O protesto A Pão e Água aconteceu na segunda-feira, 9 de novembro, na Praça dos Aliados, no Porto, mas Pedro Limão não marcou presença. Não é que o chef do norte discorde da iniciativa, que levou a que trabalhadores da restauração se juntassem para contestar as medidas (e falta de apoios) que tão fortemente têm prejudicado este setor — com especial destaque para os próximos dois fins de semana de Estado de Emergência, com dever de recolher obrigatório a partir das 13 horas. Bem pelo contrário. O chef do restaurante O Pedro Limão e do Metade e Meia, ambos de portas fechadas há três semanas, vê com muitos bons olhos o gesto público e unido de descontentamento geral.

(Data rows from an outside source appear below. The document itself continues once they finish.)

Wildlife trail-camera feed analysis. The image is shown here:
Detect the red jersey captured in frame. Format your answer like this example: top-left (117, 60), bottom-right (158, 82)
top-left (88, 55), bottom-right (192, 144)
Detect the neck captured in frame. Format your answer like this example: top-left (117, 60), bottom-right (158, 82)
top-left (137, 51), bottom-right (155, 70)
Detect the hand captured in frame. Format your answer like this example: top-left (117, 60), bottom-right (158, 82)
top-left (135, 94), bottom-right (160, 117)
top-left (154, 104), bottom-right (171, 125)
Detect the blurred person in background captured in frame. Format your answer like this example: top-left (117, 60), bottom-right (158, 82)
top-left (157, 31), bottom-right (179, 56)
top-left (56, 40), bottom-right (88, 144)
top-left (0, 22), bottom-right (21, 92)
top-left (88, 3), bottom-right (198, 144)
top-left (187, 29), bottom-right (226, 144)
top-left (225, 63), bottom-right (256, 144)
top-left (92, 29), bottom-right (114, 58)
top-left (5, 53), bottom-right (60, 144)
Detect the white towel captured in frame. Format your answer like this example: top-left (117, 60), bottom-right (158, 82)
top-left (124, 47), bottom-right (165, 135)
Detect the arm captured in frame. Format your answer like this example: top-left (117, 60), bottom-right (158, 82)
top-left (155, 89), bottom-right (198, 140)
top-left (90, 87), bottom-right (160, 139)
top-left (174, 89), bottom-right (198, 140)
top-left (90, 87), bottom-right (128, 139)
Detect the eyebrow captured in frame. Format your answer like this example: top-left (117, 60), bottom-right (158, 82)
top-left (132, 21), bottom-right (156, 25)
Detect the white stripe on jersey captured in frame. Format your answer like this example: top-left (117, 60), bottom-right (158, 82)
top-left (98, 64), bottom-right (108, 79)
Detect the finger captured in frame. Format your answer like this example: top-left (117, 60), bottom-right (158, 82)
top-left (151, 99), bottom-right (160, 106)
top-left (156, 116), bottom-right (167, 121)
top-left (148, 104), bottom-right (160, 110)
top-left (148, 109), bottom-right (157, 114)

Mas, neste momento, não se recusam trabalhos: "Estava em Faro a fazer um jantar com o restaurante a Venda, porque preciso de sobreviver", conta à MAGG. "Até comentei que não havia nada que me desse mais gozo do que marcar presença nessa manifestação."
Com 44 anos, natural de Viana do Castelo e com um percurso que começa como urbanista na Câmara Municipal da sua terra natal, atira-se de cabeça ao mundo da cozinha com 30 anos: entre 2012 e 2014, mantém a Oficina de Cozinha Pedro Limão nas Virtudes, em 2016 inaugura uma loja de comida nas Galerias Lumière, rumando depois ao Algarve, onde passa um ano a desenvolver o restaurante da unidade hoteleira Casa Mãe. De regresso ao Porto, abre em 2017 um restaurante de nome próprio que, em 2020, se muda para a porta ao lado. Mantendo o nome e conceito, viria a transformar-se num projeto com alojamento local integrado, que nunca aconteceu porque chegou a pandemia. Mais recentemente, em 2020, inaugura o Metade e Meia, um pequeno espaço em parceria com uma loja de moda sustentável Coração Alecrim.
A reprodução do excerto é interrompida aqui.